A company in Fort Frances, Ontario, has been taken to labour relations by workers that were locked out of the workplace after voting to join a union.
Gingrich Woodcraft Inc. closed the doors of its Devlin production facility citing religious beliefs as the reason for not accepting the decision of the workers.
The firm posted a notice in a local newspaper which read:
“As a Christian business owners, our personal beliefs will not allow our conscience the freedom to work with a labour union, as we are required by scripture to ‘live peaceably with all men’ and not to use force to gain what we want or for what is required to succeed.”
The leader of Unifor, Stephen Boon told The Chronicle Herald that the union had not even been legally certified when Gingrich locked out workers and closed the operation without notice.

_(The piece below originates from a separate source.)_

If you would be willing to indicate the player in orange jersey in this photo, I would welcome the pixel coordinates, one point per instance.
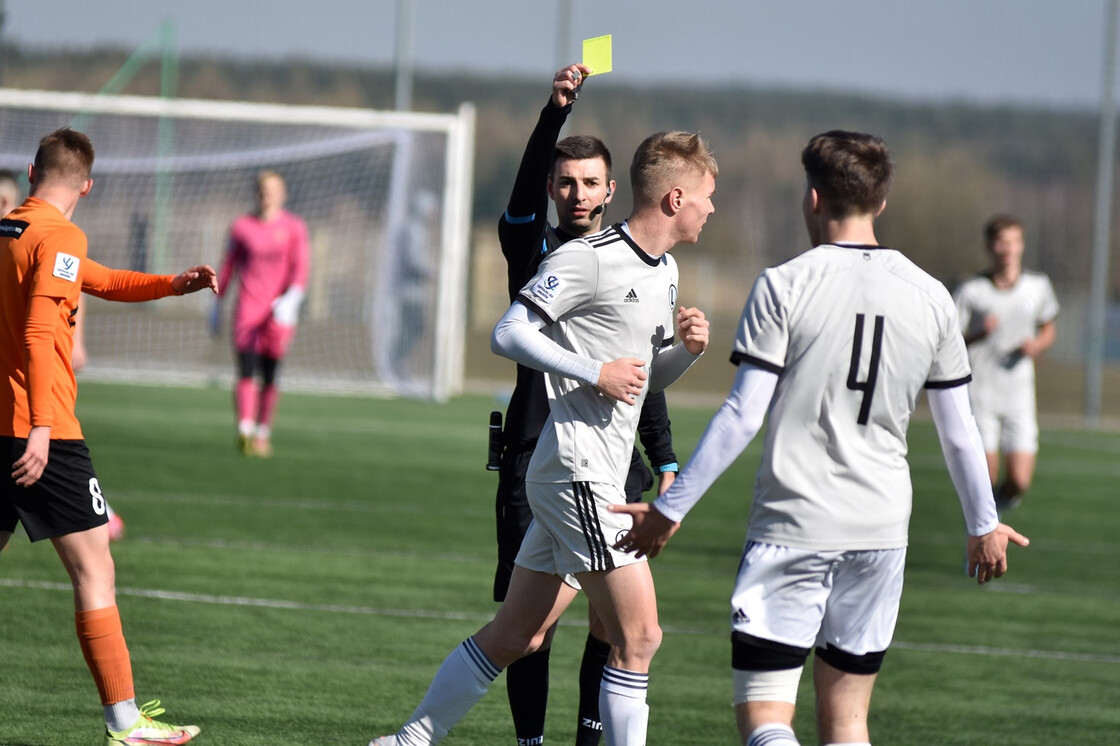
(52, 488)
(9, 199)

He says the law is clear: “Workers have a democratic right to join a union free from intimidation, discrimination or retaliation.” He says that workers had grievances already which led them to vote in favour of joining the union.
The lawyer for the company's owners told CBC News "they feel bad that [workers] lost their jobs, but they intend to live their faith."
Unifor’s formal grievance against the company was filed with the Ontario Labour Relations Board and a hearing Monday adjourned the ruling to next month.
Religious views of an employer and the rights of workers has also been discussed recently in San Francisco where a Catholic school sought to make adherence to church teachings a condition of employment for teachers. Many of the teachers were opposed to signing a morality clause which teachers say violates their personal rights.
It works the other way too; in 2013 international airline British Airways was defeated in the European Court after a seven-year legal battle with an employee who wanted the right to wear a crucifix while working as a check-in clerk.
Religion can be a highly contentious issue in the workplace but clearly for employers it can also be a legal minefield when either employer or employee wants the other to adhere to a differing belief.